My newly turned three-year-old has an older brother, whose favorite activities include watching every version of “Power Rangers” (seriously, Netflix, one is enough) and wrestling with his sibling every chance he gets. My oldest even managed to organize a ninja fighting game with his classmates that has become a recess staple.
Having already lived through the rambunctious TODDLER YEARS with my oldest, you would think I would be unphased by my little one’s weapon comment. Yet, something about it caught me off guard. Perhaps it was because my youngest preferred soft toys and cuddles, at least up until that point.

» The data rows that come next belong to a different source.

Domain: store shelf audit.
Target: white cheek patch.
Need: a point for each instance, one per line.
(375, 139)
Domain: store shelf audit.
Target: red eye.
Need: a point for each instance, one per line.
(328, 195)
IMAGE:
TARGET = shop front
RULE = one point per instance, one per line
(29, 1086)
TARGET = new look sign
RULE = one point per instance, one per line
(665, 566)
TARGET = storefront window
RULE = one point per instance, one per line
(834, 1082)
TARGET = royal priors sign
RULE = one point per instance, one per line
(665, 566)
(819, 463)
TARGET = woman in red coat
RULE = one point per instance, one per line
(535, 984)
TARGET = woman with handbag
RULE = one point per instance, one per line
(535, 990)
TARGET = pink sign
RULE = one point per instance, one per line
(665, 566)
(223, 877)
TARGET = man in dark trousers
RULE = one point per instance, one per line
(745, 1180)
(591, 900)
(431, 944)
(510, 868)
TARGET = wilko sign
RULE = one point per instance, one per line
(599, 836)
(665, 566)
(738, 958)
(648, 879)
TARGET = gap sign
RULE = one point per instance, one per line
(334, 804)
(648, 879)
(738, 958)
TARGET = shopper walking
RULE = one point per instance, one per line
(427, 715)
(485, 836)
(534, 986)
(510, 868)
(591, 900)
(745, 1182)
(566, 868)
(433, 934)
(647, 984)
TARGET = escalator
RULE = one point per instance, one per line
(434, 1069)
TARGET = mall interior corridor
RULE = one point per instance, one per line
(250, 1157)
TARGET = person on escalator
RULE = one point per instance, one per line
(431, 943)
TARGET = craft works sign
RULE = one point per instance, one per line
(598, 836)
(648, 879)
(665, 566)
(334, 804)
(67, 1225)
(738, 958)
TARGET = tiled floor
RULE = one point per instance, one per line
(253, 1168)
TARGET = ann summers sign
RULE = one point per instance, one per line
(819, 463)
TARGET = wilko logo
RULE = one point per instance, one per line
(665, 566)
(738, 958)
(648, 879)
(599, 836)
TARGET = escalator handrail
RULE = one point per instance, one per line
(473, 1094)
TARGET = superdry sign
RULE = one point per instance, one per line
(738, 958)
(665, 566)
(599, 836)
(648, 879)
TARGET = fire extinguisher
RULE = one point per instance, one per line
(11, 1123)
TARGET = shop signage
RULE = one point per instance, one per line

Or maybe, he was coming into boyhood.
Let me be clear. While, I’m not gender neutral in my approach to raising children, I certainly don’t consciously enforce labels on anything. Our family doesn’t refer to items, as “girly” or “manly.” My little one has dolls and loves Frozen. He also likes to sword fight with the sticks he finds in our yard. I don’t steer him toward so-called boyish things, but, like his brother, he tends to find his own way there.
I believe gender constructs are somewhat man-made, and thousands of years of human history are hard to undue. I respect and accept the myriad of gender identities. I know there are always outliers. There will always be girls who act more like typical boys, and boys who behave more like girls, and everything in between.
But, after observing my OWN BOYS, as well as the behavior of other male children, for the five plus years I have been a parent, I found there is a fundamental difference between boys and girls, and that difference is emphasized in their choice of play.
Visit any schoolyard or playground, look around, see what games they are playing. Chances are, the boys will be engaged in some sort of chase or fighting game. They might be brandishing toy guns or wielding sticks they found lying around. They may be running around, playfully tackling one another to the ground.
And, when they get home, these same boys might watch their favorite SUPERHEROES kick some butt, or kill some aliens in order to beat the high score on a video game.
They will do all this with a gleeful smile plastered on their faces, leaving many of us moms wondering if they are enjoying all this violence way too much.
We hear about yet another school shooting; we learn, yet again, the culprit is a young male; we spin our wheels. We wonder if the pundits are right. Maybe video games are too violent? Maybe we should throw the toy guns away? We wonder, if our sons could do something so horrific, and if they could, would we be to blame?
I imagine that some of those vicious killers enjoyed playing violent video games. I am sure many engaged in Nerf wars in their backyards. I know this, because, this is what boys do. I also know that taking these things away from boys won’t stop a few of them from committing horrible acts. And, I would argue further that our male children need more, healthy outlets to express and release aggression.
We have made games like tag and dodge-ball things of the past. We yell at our sons to put their sticks down and keep their hands to themselves. We urge them to “play nice,” and by “nice” we mean more how typical girls play.
We deny them opportunity after opportunity to just be boys. As if being a boy is inherently a bad thing.
Instead of shutting down their play, we need to teach them how to engage in a respectful, safe manner that is fun for everyone. With my boys, I am constantly reminding them to check their surroundings before swinging a stick or throwing a rock.
I tell them to listen and watch for cues if another child is no longer feeling a game of tag or other activity involving lots of physical contact. Both of these things are key to developing empathy, which, I believe, above all else, is the difference between those who seek to harm others and those who do not.
Teaching children empathy is more than just telling them to “be kind.” It is giving them space to resolve conflicts on their own. It is less time at a desk and more time engaged in free play.
It is ensuring online interaction is sufficiently matched by real-world encounters. It is showing them anger and aggression aren’t things to be suppressed, but rather expressed and released, and even used as motivation to fight injustice.